No doubt my story would be more inspirational if I could set aside this cost/benefit approach to cannibalism and return to the old theory of moral progress. Most of us would prefer to believe that the Aztecs remained cannibals simply because their morals were mired in primitive impulses while the Old World states tabooed human flesh because their morals had risen in the great onwards-and-upwards movement of civilization. But I’m afraid this preference arises from provincial if not hypocritical misconceptions. Neither the prohibition of cannibalism nor the decline of human sacrifice in the Old World had the slightest effect on the rate at which the Old World states and empires killed each other’s citizens. As everyone knows, the scale of warfare has increased steadily from prehistoric times to the present, and record numbers of casualties due to armed conflict have been produced precisely by those states in which Christianity has been the major religion. Heaps of corpses left to rot on the battlefield are no less dead than corpses dismembered for a feast. Today, hovering on the brink of a third world war, we are scarcely in a position to look down on the Aztecs. In our nuclear age the world survives only because each side is convinced that the moral standards of the other are low
enough to sanction the annihilation of hundreds of millions of people in retaliation for a first strike. Thanks to radioactivity the survivors will not even be able to bury the dead, let alone eat them.

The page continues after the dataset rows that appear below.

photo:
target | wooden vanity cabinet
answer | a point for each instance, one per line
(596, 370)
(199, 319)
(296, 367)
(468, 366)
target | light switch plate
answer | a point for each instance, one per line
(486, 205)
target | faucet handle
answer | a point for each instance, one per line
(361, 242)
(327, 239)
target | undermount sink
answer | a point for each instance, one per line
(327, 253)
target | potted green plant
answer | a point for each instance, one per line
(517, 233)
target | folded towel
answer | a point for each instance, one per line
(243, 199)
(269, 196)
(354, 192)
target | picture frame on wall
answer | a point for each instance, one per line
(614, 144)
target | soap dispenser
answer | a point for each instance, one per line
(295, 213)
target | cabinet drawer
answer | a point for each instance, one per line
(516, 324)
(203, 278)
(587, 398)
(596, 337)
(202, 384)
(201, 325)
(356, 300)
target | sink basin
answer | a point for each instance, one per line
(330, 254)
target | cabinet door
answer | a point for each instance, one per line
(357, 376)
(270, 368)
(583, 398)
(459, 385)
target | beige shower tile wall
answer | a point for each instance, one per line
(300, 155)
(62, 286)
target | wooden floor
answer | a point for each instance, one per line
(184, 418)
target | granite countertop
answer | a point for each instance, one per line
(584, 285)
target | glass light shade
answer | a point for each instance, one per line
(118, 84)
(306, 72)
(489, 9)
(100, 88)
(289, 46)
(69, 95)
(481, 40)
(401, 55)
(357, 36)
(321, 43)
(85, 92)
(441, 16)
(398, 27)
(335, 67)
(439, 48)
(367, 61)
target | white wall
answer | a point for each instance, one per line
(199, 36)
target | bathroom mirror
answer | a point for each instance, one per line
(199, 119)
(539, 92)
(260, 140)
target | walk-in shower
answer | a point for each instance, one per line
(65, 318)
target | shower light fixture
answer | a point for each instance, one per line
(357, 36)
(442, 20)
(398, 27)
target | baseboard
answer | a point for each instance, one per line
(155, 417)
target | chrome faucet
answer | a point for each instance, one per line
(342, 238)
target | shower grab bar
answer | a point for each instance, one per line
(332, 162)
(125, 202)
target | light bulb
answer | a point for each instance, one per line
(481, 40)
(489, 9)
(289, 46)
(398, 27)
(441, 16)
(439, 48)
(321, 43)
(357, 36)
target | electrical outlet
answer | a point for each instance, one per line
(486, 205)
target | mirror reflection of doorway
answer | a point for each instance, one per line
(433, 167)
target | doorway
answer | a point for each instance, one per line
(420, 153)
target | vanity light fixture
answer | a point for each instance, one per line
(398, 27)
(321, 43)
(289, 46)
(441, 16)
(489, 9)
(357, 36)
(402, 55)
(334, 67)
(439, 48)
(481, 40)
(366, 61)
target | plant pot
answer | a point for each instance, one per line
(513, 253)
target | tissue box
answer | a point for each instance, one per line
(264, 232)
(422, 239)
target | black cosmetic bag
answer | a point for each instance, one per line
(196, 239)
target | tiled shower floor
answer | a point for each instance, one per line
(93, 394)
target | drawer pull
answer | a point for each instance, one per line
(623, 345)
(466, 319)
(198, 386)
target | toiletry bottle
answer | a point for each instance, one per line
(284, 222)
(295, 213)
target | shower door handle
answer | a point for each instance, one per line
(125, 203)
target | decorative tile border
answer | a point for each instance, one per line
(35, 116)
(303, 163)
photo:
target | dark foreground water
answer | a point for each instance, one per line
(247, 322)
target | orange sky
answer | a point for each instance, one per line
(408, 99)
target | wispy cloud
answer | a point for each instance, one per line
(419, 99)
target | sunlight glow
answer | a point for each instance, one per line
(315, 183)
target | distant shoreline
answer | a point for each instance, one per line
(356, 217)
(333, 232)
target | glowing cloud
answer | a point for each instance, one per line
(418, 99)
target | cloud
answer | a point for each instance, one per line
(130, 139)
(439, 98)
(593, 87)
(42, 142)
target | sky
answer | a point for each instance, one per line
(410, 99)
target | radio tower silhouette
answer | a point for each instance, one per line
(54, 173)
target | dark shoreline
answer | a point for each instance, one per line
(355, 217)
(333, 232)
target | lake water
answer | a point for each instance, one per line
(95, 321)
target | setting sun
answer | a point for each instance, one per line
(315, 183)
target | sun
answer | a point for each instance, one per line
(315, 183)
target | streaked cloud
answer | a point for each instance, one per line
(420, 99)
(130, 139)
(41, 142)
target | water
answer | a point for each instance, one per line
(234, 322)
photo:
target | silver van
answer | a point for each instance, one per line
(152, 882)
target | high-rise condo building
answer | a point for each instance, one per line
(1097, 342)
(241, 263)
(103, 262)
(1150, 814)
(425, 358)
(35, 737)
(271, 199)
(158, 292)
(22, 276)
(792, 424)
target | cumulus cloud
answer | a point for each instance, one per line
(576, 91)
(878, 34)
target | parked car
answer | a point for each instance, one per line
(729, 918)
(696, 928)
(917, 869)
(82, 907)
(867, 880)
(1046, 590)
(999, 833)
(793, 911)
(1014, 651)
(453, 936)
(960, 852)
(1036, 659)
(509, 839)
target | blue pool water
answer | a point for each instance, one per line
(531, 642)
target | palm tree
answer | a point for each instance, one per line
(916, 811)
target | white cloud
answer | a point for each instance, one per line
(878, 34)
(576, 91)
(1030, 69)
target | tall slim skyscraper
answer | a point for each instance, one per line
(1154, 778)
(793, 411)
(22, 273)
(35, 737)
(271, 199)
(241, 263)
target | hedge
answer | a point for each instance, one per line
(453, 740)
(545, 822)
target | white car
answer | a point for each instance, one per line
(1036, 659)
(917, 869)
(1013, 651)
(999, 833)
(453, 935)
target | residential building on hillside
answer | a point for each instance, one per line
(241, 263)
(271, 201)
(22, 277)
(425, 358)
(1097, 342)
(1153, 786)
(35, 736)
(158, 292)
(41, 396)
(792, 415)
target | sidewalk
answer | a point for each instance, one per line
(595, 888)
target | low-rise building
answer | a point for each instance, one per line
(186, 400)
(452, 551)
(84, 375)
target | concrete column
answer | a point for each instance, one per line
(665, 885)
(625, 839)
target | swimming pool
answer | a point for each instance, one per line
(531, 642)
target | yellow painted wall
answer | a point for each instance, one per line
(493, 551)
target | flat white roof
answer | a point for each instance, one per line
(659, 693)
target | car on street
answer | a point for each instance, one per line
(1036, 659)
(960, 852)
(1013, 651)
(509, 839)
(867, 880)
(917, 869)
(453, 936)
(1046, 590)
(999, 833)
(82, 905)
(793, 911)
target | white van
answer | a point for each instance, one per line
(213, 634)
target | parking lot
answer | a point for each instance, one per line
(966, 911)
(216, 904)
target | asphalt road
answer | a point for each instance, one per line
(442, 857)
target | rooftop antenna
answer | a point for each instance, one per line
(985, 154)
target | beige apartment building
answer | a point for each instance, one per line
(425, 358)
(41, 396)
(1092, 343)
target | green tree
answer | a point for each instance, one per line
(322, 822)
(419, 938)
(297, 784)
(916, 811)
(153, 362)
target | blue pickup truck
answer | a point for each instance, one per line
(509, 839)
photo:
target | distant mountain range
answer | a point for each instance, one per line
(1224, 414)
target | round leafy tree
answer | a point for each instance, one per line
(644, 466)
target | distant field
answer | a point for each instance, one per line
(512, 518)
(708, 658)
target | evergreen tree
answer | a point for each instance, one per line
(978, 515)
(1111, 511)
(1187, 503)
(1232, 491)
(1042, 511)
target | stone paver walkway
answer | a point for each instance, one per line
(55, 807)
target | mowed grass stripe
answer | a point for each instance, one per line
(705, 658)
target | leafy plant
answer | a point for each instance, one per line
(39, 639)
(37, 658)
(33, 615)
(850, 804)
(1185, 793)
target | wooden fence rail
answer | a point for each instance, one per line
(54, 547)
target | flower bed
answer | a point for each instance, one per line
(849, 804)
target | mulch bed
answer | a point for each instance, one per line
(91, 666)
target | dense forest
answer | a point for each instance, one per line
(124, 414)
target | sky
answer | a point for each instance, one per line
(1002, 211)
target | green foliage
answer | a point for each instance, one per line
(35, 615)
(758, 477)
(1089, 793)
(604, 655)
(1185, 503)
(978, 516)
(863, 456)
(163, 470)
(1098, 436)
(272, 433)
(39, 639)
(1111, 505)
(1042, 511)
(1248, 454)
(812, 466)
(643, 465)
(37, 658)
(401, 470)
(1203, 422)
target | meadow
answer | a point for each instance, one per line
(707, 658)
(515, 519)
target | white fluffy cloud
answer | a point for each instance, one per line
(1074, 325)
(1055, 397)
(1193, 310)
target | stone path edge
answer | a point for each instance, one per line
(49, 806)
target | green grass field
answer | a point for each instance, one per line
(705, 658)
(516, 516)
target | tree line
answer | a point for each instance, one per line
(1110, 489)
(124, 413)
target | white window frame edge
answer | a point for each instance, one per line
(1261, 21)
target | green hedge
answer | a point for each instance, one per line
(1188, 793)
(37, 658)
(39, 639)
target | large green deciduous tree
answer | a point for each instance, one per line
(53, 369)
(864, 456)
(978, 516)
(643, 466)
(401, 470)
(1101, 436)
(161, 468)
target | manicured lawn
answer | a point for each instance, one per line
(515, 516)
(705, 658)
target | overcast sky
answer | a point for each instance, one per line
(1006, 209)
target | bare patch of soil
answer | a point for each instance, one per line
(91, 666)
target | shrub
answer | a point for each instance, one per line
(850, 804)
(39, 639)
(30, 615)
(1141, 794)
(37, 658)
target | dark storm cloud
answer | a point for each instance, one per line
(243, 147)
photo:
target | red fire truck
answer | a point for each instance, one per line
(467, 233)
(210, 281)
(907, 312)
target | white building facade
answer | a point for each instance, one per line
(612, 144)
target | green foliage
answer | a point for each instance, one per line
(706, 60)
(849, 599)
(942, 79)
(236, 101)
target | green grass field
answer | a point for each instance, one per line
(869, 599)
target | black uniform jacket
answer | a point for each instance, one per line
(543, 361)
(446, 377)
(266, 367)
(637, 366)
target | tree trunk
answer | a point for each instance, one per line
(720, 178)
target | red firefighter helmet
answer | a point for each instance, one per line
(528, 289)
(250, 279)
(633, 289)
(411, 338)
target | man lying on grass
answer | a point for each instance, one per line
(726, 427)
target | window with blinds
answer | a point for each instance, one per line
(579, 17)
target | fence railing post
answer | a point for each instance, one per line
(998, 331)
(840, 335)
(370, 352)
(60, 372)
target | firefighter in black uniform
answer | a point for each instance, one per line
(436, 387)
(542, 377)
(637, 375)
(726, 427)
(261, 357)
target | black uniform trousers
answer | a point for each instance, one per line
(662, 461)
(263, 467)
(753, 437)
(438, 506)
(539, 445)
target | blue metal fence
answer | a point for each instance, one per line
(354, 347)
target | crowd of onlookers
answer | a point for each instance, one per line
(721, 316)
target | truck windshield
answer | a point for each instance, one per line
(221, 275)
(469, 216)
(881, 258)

I see two ways to add up the cost/benefits of cannibalism in the early phases of state formation. First of all, there is the question of the use of enemy soldiers as producers of food rather than as meals in themselves. Ignace Gelb points out in his discussion of the evolution of the state in Mesopotamia that at first men were killed either on the battlefield or in sacrificial rites, while only captive women and children were incorporated into the labor force. This implies that it was “relatively easy to exert control over foreign women and children” and that “the state apparatus was still not strong enough to control the masses of unruly male captives.” But as the power of the state apparatus increased, male POWs were “marked or branded, tied with ropes or kept in neck stocks” and later “freed and resettled or used for specialized purposes of the crown, such as the personal guard of the king, mercenaries, or a movable force.”